The Senate will vote on an amendment sponsored by Sen. Tom Udall (D-N.M.) that would overturn two recent court cases that have given corporations, labor unions and wealthy individuals free rein to spend freely on federal races.

“The Supreme Court is trying to take this country back to the days of the robber barons, allowing dark money to flood our elections. That needs to stop, and it needs to stop now,” said Senate Rules Committee Chairman Charles Schumer (D-N.Y.), who announced the plan.

“The only way to undo the damage the court has done is to pass Senator Udall’s amendment to the Constitution, and Senate Democrats are going to try to do that,” he said.

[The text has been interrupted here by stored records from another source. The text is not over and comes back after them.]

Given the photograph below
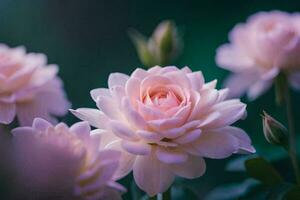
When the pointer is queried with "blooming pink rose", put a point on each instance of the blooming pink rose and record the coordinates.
(165, 120)
(65, 162)
(269, 42)
(29, 87)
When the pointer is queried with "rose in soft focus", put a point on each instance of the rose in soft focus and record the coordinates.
(58, 162)
(29, 87)
(165, 120)
(269, 42)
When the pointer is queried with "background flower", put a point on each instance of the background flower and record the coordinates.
(269, 42)
(64, 163)
(29, 87)
(166, 120)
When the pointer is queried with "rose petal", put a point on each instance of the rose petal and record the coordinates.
(95, 117)
(137, 147)
(151, 175)
(193, 167)
(7, 113)
(170, 155)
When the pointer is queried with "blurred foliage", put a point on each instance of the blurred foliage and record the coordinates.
(88, 39)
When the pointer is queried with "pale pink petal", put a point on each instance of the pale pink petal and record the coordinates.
(81, 129)
(170, 155)
(188, 137)
(126, 161)
(238, 84)
(150, 135)
(106, 137)
(132, 88)
(216, 144)
(151, 175)
(230, 111)
(41, 124)
(178, 77)
(154, 80)
(149, 113)
(7, 113)
(96, 93)
(243, 139)
(294, 79)
(163, 124)
(109, 107)
(117, 79)
(139, 73)
(258, 88)
(123, 131)
(193, 167)
(231, 58)
(132, 115)
(186, 69)
(210, 85)
(137, 148)
(196, 79)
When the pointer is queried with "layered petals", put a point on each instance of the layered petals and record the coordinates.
(29, 87)
(165, 121)
(258, 50)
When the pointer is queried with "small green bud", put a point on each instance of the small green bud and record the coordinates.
(274, 131)
(161, 48)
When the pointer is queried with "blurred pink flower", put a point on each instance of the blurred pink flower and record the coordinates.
(269, 42)
(29, 87)
(65, 161)
(165, 120)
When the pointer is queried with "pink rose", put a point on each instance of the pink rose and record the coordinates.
(165, 120)
(269, 42)
(29, 87)
(58, 162)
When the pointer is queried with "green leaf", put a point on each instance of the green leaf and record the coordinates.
(293, 194)
(141, 45)
(260, 169)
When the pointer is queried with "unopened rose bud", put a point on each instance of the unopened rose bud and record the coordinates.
(167, 41)
(274, 131)
(161, 48)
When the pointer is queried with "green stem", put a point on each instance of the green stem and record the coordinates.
(167, 195)
(284, 96)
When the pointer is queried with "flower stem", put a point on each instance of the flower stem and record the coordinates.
(285, 94)
(167, 195)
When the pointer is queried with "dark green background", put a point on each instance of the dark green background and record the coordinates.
(88, 40)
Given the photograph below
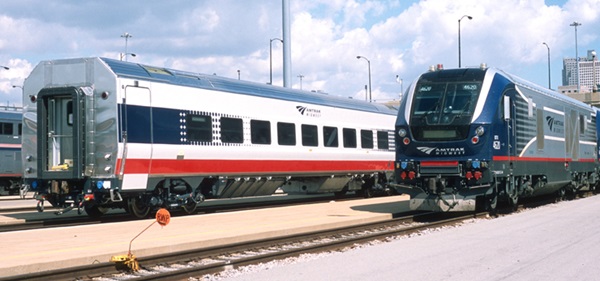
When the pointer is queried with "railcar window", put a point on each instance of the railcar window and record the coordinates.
(310, 135)
(232, 130)
(70, 113)
(349, 137)
(6, 128)
(286, 133)
(366, 138)
(382, 140)
(198, 127)
(330, 137)
(260, 132)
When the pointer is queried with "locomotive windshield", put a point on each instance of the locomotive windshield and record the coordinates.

Schumer said the vote would take place by year’s end and called on Republican colleagues to join Democrats to ensure “the wealthy can’t drown out middle-class voices in our Democracy.”

Amending the First Amendment will never succeed.  First, it takes passage of the proposed amendment by 3/5ths of both the Senate and the House before being sent to the states for ratification, which requires 38 states to vote in the affirmative - something that is just not going to happen for an issue like this in today's polarised and Balkanised America.  As Allahpundit of dryly observed:

'I doubt that Senate Democrats will get three-quarters of their own caucus to vote to amend the First Amendment, but if they do, that will make a really tasty talking point for Republicans in the midterms. “Democrats can’t defend their policy failures,” they’ll argue, “so they want to keep people from spending their own money to criticize them.” And they’ll be right.'

As authoritarian, dictatorial, lawless, and absolutely peevish the Democrats have become, I am, quite frankly, surprised that they didn't attempt to revive the Alien and Sedition Acts of 1798, which criminalised criticism of the President, Congress, the Supreme Court, and the Federal government.  No, I didn't accidentally omit the Vice-President.  He was specifically excluded from coverage.  John Adams was President and Thomas Jefferson was Vice-President.  The two, especially the former, loathed one another.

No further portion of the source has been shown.